Hearing: December 4 and 5, 1989 Judgment: December 13, 1990
- Full case name: Donald Clarke Andrews and Robert Wayne Smith v. Her Majesty the Queen
- Citations: [1990] 3 S.C.R. 870
- Docket No.: 21034
- Prior history: Judgment for the Crown in the Court of Appeal for Ontario.
- Ruling: Appeal dismissed

Holding
- Applying R. v. Keegstra, the Criminal Code prohibitions on publicly inciting or promoting hatred against an identifiable group is constitutional.

Court membership
- Chief Justice: Brian Dickson Puisne Justices: Antonio Lamer, Bertha Wilson, Gérard La Forest, Claire L'Heureux-Dubé, John Sopinka, Charles Gonthier, Peter Cory, Beverley McLachlin

Reasons given
- Majority: Dickson C.J., joined by Wilson, L'Heureux-Dubé and Gonthier JJ.
- Dissent: McLachlin J., joined by Sopinka J.
- Dissent: La Forest J.
- Lamer and Cory JJ. took no part in the consideration or decision of the case.

= R v Andrews =

Supreme Court of Canada case on wilful promotion of hatred

R v Andrews, [1990] 3 S.C.R. 870 is a decision of the Supreme Court of Canada on the freedom of expression under section 2(b) of the Canadian Charter of Rights and Freedoms. It is a companion case to R v Keegstra.
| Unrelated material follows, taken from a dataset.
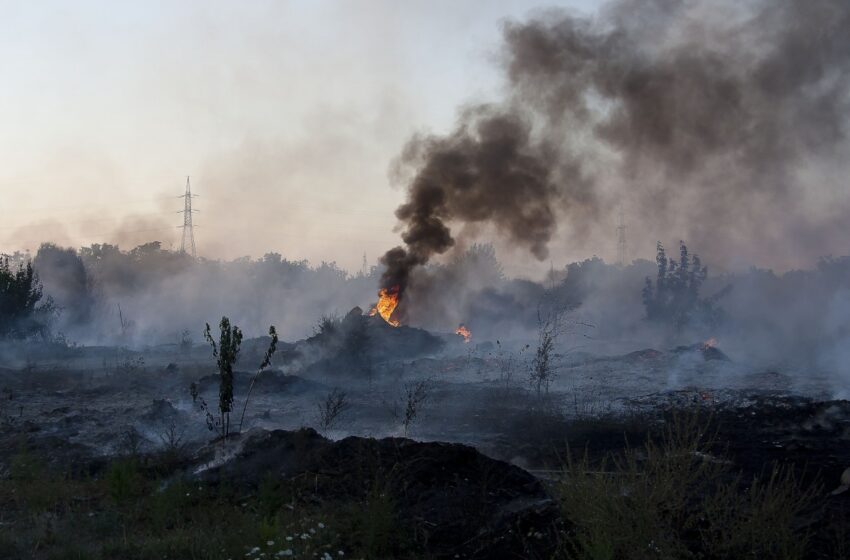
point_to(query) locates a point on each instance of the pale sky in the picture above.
(286, 115)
The Court upheld the criminal provision that prohibits communicating statements that wilfully promote hatred.

==Background==
Donald Andrews was the leader of a white supremacist political group known as the Nationalist Party of Canada and Robert Smith was the party secretary. Together they were in charge of the party's bi-monthly magazine called the National Reporter which made claims against the Jewish and black peoples. Both Andrews and Smith were charged with "unlawfully communicating statements, other than in private conversation, which willfully promoted hatred against an identifiable group" contrary to s. 319(2) of the Criminal Code.

At trial they were found guilty for promoting hatred. On appeal to the Court of Appeal for Ontario Justice Cory found that section 319(2) violated section 2(b) of the Charter but could be justified under section 1.
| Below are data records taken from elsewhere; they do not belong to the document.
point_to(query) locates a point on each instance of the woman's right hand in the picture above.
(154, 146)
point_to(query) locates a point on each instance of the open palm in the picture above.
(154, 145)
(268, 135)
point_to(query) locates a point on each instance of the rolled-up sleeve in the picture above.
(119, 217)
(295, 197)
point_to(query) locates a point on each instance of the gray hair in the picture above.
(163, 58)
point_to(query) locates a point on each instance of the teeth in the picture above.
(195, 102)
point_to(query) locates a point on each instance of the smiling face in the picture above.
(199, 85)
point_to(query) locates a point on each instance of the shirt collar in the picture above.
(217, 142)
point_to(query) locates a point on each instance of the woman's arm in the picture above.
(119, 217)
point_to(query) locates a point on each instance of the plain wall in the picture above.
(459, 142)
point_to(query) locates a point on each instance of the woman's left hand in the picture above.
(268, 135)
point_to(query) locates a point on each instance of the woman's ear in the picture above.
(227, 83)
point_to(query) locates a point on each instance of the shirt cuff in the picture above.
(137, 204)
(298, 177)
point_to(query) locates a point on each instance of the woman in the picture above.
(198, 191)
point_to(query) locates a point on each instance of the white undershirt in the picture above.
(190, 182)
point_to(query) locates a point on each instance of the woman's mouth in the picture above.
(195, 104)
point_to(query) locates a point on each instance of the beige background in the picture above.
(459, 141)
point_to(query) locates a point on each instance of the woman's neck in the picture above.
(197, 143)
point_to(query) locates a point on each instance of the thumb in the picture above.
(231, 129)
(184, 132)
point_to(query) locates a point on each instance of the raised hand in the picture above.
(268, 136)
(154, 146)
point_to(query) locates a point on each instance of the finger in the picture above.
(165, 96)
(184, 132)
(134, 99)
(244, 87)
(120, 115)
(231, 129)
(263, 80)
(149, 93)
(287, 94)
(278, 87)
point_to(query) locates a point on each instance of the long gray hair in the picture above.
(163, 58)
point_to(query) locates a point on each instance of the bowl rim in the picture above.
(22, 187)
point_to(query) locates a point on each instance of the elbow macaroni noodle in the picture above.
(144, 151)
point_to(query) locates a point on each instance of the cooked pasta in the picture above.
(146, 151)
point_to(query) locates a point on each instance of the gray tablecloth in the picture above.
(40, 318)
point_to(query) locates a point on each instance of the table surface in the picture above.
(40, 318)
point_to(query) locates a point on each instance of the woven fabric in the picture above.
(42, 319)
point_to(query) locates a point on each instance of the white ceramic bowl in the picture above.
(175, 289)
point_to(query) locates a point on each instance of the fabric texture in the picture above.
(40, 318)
The question before the Supreme Court was
1. whether s. 319(2) of the Criminal Code violated section 2(b) of the Charter, and if so, whether the violation was justifiable under section 1.
2. whether s. 319(3)(a) of the Criminal Code violated section 11(d) of the Charter, and if so, whether the violation was justifiable under section 1.
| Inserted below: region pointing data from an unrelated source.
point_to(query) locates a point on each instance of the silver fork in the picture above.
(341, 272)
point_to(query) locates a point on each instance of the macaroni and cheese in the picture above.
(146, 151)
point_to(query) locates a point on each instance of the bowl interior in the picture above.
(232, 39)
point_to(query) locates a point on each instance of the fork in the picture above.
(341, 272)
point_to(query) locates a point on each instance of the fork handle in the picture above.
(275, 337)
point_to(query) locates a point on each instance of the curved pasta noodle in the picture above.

The court held that section 319(2) and 319(3)(a) violated the Charter but were saved under section 1.

==Reasons of the majority==
Chief Justice Dickson, writing for the majority, upheld the Criminal Code provisions. Dickson looked to his decision in R. v. Keegstra and applied the reasoning from that decision, coming to the same conclusion that the law should be upheld.